My experience wasn’t all a bed of roses.
I became the pitiful protagonist of a cliché when I had the door of my grandfather’s childhood home slammed in my face by its current resident. I stumbled upon mock-folk-art wooden dolls depicting Jews with money bags, for sale as good-luck souvenirs. One morning I found “Jebac Zydow” (f**k the Jews), a gem of antisemitic Polish football jargon, spray-painted on my apartment building.
But only because I subsequently spent a lot of time in Poland is it clear to me that what’s most ridiculous about Law and Justice’s revisionist legislation is that it does not reflect the opinion or will of a huge portion of Poles. The scars, questions and vacuum left by the Jewish absence in contemporary Polish life are subjects for cultural consumption.
And, quite honestly, the cat is already out of the bag.
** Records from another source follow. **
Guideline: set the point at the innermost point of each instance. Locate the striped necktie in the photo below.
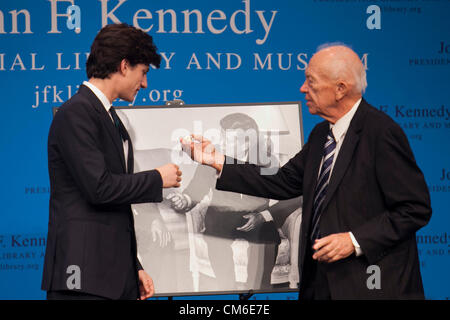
(322, 183)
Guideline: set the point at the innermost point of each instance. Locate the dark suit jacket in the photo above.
(376, 191)
(227, 209)
(90, 220)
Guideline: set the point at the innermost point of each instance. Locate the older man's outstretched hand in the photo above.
(202, 151)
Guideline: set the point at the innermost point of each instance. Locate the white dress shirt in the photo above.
(107, 104)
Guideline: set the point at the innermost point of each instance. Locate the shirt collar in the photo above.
(99, 94)
(341, 126)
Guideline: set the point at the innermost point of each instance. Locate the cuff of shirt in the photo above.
(358, 250)
(266, 215)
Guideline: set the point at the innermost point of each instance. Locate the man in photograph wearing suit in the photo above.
(91, 243)
(364, 196)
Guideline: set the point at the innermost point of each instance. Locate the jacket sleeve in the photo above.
(285, 183)
(77, 134)
(405, 194)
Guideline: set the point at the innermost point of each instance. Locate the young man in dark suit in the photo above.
(91, 244)
(364, 196)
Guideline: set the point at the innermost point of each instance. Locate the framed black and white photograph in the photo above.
(200, 240)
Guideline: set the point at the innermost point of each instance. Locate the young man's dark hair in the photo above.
(116, 42)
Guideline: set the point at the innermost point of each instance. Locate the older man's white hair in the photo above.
(343, 67)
Polish intellectuals like Jan Tomasz Gross, Anna Bikont and Jan Blonski have already researched the facts of Polish wartime wrongdoing; young people are taking interest in Polish-Jewish heritage, and Polish presidents like Bronislaw Komorowski and Aleksander Kwasniewski have repeatedly apologized for Polish wrongdoing.
It’s essential to mention that my family has another indispensable story: my aunt’s mother, like thousands of Jews, was saved by a courageous Polish family during the Holocaust.
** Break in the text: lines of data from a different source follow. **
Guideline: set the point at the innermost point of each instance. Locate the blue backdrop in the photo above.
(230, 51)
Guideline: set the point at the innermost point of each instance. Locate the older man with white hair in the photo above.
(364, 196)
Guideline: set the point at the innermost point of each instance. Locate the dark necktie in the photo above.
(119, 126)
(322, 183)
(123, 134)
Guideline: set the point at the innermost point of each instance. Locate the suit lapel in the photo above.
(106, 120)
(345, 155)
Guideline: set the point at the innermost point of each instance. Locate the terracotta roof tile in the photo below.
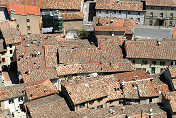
(72, 15)
(170, 3)
(23, 9)
(132, 111)
(119, 5)
(47, 4)
(146, 89)
(174, 34)
(13, 91)
(48, 107)
(114, 24)
(149, 49)
(38, 89)
(171, 96)
(83, 92)
(2, 46)
(10, 32)
(41, 74)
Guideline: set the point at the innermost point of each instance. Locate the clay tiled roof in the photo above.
(39, 89)
(11, 92)
(130, 92)
(114, 24)
(42, 74)
(10, 32)
(119, 5)
(31, 56)
(172, 70)
(5, 113)
(169, 3)
(47, 4)
(130, 76)
(83, 92)
(48, 107)
(149, 49)
(72, 15)
(171, 96)
(23, 9)
(146, 89)
(2, 46)
(132, 111)
(174, 34)
(91, 68)
(174, 83)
But instead of nobly exploring complex parallel narratives of heroism and injustice, Law and Justice’s legislation rewrites history to massage the national ego, spits in the face of stories like my grandfather’s and cripples the pen of young Poles and Jews who are ready write their own, new chapter about Poland, its complicated history, handsome blond guys, and plum cake.
The writer is a former editor at Haaretz. He works for a nonprofit organization in Tel Aviv.